= George Charles Dyhern =

Saxon general born 1710

The Rt. Hon. George Charles, Baron de Dyhern (10 April 1710 – 25 April 1759), was a Saxon general, war minister under the regency of Augustus III. of Saxony, king of Poland and a close friend of Field Marshal Count Frederick Augustus Rutowsky.

== Family ==

Baron George Charles Dyhern (originally Georg Carl von Dyh(e)rn) was born in 1710 in Głogów as a member of the House of Dyhrn, an ancient prominent noble family from Silesia, who had distant relations to many European royals.
His father was Baron Melchior Frederick de Dyhern, a wealthy Lord, who owned considerable land in Lubusz Voivodeship, and his mother was the Countess Helen de Nimptsch. His sister Marie Dyhern was the mother of the famous Marshal François Christophe de Kellermann, 1. duke of Valmy.

Dyhern's grandniece, Baroness Caroline de Kottwitz, was the wife of the famous Prussian field marshal Count August Neidhardt von Gneisenau, who was a prominent figure in the German Campaign of 1813 and played an important role in the Battle of Waterloo under Blücher in 1815.

== Life ==

Dyhern was a brilliant student.
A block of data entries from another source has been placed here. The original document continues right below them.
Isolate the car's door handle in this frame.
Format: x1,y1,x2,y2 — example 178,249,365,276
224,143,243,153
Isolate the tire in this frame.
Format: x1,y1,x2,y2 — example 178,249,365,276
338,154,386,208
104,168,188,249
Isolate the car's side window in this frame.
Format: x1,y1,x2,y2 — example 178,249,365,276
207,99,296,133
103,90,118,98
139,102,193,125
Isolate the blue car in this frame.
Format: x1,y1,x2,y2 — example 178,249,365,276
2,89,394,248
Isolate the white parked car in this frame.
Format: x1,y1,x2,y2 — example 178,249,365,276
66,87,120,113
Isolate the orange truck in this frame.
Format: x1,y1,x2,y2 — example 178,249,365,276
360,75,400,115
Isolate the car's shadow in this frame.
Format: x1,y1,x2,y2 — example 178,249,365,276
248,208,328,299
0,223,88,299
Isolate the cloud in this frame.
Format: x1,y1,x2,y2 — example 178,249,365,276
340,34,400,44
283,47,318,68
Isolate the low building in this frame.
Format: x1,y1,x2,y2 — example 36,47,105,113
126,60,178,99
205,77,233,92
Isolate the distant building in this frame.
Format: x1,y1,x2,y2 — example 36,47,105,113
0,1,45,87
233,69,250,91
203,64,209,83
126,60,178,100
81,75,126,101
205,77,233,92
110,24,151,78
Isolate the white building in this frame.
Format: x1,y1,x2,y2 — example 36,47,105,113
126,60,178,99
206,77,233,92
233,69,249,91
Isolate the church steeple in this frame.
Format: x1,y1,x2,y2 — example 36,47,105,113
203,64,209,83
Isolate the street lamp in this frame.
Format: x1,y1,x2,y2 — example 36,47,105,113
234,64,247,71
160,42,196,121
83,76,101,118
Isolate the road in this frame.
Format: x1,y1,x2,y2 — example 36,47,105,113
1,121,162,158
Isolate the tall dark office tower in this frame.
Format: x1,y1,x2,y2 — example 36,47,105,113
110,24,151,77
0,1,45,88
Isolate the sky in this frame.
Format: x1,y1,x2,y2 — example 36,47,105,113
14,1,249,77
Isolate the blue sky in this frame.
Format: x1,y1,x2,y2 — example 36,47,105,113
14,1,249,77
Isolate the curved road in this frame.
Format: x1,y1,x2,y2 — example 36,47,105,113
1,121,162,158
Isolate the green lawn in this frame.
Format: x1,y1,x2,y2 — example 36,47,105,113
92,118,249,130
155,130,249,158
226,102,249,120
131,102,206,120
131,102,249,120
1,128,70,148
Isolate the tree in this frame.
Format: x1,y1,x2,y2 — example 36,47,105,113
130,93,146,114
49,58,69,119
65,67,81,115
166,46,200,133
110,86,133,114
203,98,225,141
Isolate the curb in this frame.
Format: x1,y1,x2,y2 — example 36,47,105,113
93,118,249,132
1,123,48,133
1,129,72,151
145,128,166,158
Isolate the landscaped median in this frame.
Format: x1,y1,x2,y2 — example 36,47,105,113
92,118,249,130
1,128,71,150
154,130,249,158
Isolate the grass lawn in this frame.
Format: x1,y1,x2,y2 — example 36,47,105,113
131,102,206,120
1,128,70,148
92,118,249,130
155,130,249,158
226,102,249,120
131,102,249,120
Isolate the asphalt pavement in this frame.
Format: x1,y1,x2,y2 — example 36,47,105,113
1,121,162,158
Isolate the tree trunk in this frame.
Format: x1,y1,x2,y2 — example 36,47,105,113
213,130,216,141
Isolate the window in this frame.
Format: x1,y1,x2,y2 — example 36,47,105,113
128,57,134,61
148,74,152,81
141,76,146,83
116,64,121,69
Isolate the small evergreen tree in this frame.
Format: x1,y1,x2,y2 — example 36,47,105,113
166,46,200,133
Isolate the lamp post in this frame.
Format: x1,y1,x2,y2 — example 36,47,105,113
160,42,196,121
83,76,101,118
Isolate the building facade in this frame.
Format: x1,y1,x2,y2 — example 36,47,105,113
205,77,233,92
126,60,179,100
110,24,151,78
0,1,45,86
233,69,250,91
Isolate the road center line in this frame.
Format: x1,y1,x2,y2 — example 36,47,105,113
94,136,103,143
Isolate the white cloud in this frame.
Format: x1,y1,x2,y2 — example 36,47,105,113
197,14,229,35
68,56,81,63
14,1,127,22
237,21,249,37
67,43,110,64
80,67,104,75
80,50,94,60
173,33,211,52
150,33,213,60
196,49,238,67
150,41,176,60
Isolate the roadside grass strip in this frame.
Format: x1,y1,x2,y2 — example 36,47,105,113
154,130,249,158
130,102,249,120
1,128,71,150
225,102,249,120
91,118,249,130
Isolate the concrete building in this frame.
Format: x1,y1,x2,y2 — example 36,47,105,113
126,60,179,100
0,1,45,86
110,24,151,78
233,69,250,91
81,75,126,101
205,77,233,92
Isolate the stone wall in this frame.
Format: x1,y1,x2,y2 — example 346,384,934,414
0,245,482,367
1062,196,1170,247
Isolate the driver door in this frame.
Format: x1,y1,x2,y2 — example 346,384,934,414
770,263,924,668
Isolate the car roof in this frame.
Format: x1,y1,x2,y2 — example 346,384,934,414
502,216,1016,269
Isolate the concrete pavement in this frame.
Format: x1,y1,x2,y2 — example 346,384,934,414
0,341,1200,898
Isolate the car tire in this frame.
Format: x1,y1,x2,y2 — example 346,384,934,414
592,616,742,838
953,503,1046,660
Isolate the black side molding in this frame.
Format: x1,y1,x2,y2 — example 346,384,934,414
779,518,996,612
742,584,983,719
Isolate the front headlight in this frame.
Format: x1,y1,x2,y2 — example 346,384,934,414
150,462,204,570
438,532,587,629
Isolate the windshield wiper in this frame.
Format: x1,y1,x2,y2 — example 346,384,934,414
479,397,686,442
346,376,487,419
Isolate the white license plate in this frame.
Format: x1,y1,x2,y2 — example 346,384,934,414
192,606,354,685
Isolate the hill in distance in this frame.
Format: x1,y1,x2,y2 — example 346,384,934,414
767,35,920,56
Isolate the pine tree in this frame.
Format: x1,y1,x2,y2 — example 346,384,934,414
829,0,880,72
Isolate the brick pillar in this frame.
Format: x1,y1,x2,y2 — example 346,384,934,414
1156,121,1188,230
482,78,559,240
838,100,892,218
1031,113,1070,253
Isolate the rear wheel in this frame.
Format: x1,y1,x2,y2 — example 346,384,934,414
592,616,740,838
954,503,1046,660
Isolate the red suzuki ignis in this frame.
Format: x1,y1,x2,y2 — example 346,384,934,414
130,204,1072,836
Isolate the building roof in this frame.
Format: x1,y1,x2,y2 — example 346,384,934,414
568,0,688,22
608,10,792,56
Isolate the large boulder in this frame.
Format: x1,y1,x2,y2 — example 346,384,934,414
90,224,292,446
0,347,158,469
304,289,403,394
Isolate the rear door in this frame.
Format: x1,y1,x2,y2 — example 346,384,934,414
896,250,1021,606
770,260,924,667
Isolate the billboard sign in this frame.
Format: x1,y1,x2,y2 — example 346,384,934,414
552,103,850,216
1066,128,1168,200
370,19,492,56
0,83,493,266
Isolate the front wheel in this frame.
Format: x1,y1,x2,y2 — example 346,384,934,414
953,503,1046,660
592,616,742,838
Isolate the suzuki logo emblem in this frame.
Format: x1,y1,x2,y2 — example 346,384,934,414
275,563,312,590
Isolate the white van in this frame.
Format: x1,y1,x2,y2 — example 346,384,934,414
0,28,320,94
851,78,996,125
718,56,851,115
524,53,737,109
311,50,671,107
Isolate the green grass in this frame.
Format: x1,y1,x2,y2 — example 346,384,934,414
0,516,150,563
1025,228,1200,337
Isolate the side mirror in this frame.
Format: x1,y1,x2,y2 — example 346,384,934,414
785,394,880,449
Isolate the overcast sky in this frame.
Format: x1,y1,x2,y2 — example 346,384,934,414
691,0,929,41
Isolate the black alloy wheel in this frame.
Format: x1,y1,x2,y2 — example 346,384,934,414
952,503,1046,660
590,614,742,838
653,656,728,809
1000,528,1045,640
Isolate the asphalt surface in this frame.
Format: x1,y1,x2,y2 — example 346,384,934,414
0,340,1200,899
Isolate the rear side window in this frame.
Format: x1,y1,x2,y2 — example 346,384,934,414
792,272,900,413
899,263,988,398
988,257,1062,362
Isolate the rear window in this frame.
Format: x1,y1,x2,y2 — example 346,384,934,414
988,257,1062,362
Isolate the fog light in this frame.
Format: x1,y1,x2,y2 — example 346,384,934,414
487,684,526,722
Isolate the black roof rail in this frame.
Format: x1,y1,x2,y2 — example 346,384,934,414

He studied theology, philosophy and mathematics and he completed his studies with highest distinction. In 1740 he married an Italian aristocrat in Prague, with whom he had two sons. Through his marriage Dyhern became a landowner in Bohemia.

As a lieutenant, Dyhern took part in the battle of the Timok Valley in Hungary (today Serbia) in 1737 under the commandment of Count Frederick Augustus Rutowsky, who later become one of Dyhern's closest friends.

During the War of the Austrian Succession, Dyhern fought as a major in Prague in 1741, as Marshal Maurice de Saxe made his unexpected night attack on the Bohemian capital. In 1745 he was a captain and in 1752 a generalmajor and also a general lieutenant of a Saxon regiment in service of King Louis XV of France, with whom Dyhern was acquainted already since the middle of the 1730s, as he was studying and living in Versailles and Paris.
As a general, Dyhern commanded the Saxonian army in Austria, France, Poland and Bohemia. He also became a war minister under the government of the prime minister Count Heinrich von Brühl and he was regularly corresponding with the Saxon Elector Augustus III, Prussian king Frederick the Great, the French king Louis XV. de Bourbon and others.

In 1746 Dyhern wrote a book about wars, named Nachricht oder historische Erzählung des Krieges-Handlungen, which was published in German in Hamburg and the same year translated in French and published as such in Cologne.

In the Battle of Rossbach (1757) Dyhern fought as a commander of Saxon troops along with Prince Charles de Rohan, commander of the French army. France and Austria were defeated by Prussia.

Two years later, on 13 April 1759, the Battle of Bergen in Hesse followed. Dyhern, as Saxon general along with Victor François de Broglie, Duke of Broglie, commander of the French army, fought against the armies of Great Britain, Hesse-Kassel, Brunswick and Hanover. Only a few weeks before the battle, Dyhern was still trying to make an agreement with the Prince de Isenburg, hessian commander, at their meeting in Champs-Élysées in Paris, but unsuccessfully.

In this battle, Dyhern, among many other men (also Prince Isenburg, who died on the same day as the battle took place) was seriously wounded, and brought to a hospital in Frankfurt. France and Saxony were then defeated. In Frankfurt he was tended by Dr. Fresenius, who later wrote a book about Dyhern and his great courageous personality. 12 days after he got the wound, Dyhern died at the age of 49.
The Battle of Bergen made his reputation worldwide. The legendary Saxon general was even mentioned by Goethe in his literature -always as “a brave general of liberal spirit”. General Dyhern's great personality and career was also mentioned in works of John Entick (in General History of the Late War), David Hume (in The History of England) and described in other scientific literature and newspapers all over Europe and America through the 18th and 19th century.

General Dyhern was buried in Frankfurt, Hesse. At his funeral great generals as Count Rutowsky and Prince Francis Xavier of Saxony, with whom he was working with in the last years of his life, were in tears over the death of their great friend and colleague.

== Sources ==

- C. A. Frank: The Lutheran Witness. Cleveland, USA, 1899.
- J. P. Fresenius: Baron de Dyhern. Boston, USA, 1835, (translated in English).
- J. Welesley: The works of the Rev. J. Welesley, Volume 3. London, Great Britain, 1810.